Prowiz Mansystems Private Limited, a company based in Meerut, Uttar Pradesh, filed its return of income for the assessment year 2018-19. During the processing of the return, the Centralized Processing Center (CPC) made an aggregate addition of Rs. 3,97,41,559/- on account of delayed payment of employee contributions to ESI and EPF. These payments were made after the specified date prescribed under the relevant laws but before the due date of filing the return of income under Section 139(1) of the Income Tax Act, 1961.
The appellant filed an appeal before the Commissioner of Income Tax (Appeals) – National Faceless Appeal Centre (NFAC), New Delhi, challenging the addition. The CIT(A) confirmed the addition, taking notice of the amendments to Section 43B and Section 36(1)(va) of the Income Tax Act, introduced by the Finance Act, 2021.
Aggrieved by the CIT(A)’s decision, the appellant filed an appeal before the ITAT. The primary contention was that the additions were made unfairly and were not in accordance with the principles of natural justice. The appellant’s representative argued that the payments were made before the due date of filing the return of income and hence should not be disallowed.
The respondent relied on the amendments made by the Finance Act, 2021, which inserted Explanation-2 in Section 36(1)(va) and Explanation-5 in Section 43B, asserting that these amendments justified the additions.
The Tribunal, comprising Shri Saktijit Dey (Judicial Member) and Shri Anadee Nath Misshra (Accountant Member), examined the submissions and material on record. The Tribunal noted that the issue at hand was whether the additions made by way of adjustments under Section 143(1) of the Income Tax Act were justified.
The Tribunal observed that the payments were made after the specified dates prescribed under the relevant laws but before the due date of filing the return of income. It also took into account several decisions of the ITAT, where similar issues had been decided in favor of the assessee, holding that such payments do not constitute income if made before the due date of filing the return.
The Tribunal highlighted that the amendments brought in by the Finance Act, 2021, were prospective and not applicable to the assessment year 2018-19. It cited various decisions where the ITAT had ruled that these amendments could not be applied retrospectively to periods before April 1, 2021.
In its detailed order, the Tribunal stated:
“The adjustments made by Revenue under Section 143(1) of the Income Tax Act on a debatable and controversial issue were beyond the scope of Section 143(1). The additions of Rs. 3,97,41,559/- were unfair, unjust, and bad in law. The CIT(A) erred in law in confirming the addition on a debatable and controversial issue.”
The Tribunal also referred to decisions of the Delhi High Court in the cases of CIT vs. AIMIL Ltd. and CIT vs. P.M. Electronics Ltd., which held that delayed payments of employee contributions to ESI and EPF, if made before the due date of filing the return, do not constitute income.

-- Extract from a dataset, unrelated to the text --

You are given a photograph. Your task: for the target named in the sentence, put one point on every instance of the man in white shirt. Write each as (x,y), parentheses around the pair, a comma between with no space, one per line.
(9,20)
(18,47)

Based on these considerations, the Tribunal directed the deletion of the addition of Rs. 3,97,41,559/- made by the CPC.
The appellant also raised concerns about the charging of interest under Sections 234A, 234B, and 234C of the Income Tax Act. The Tribunal directed the Assessing Officer to recompute the interest and allow consequential relief to the appellant.
In conclusion, the ITAT ruled in favor of Prowiz Mansystems Private Limited, holding that the addition of Rs. 3,97,41,559/- for delayed payment of employee contributions to ESI and EPF was beyond the scope of Section 143(1) of the Income Tax Act and should be deleted. This decision emphasizes the importance of fair and just treatment of taxpayers and adherence to the principles of natural justice in tax assessments.
This ruling provides significant clarity for taxpayers and tax authorities regarding the treatment of delayed payments of employee contributions and underscores the necessity to respect established legal precedents and judicial interpretations in tax matters.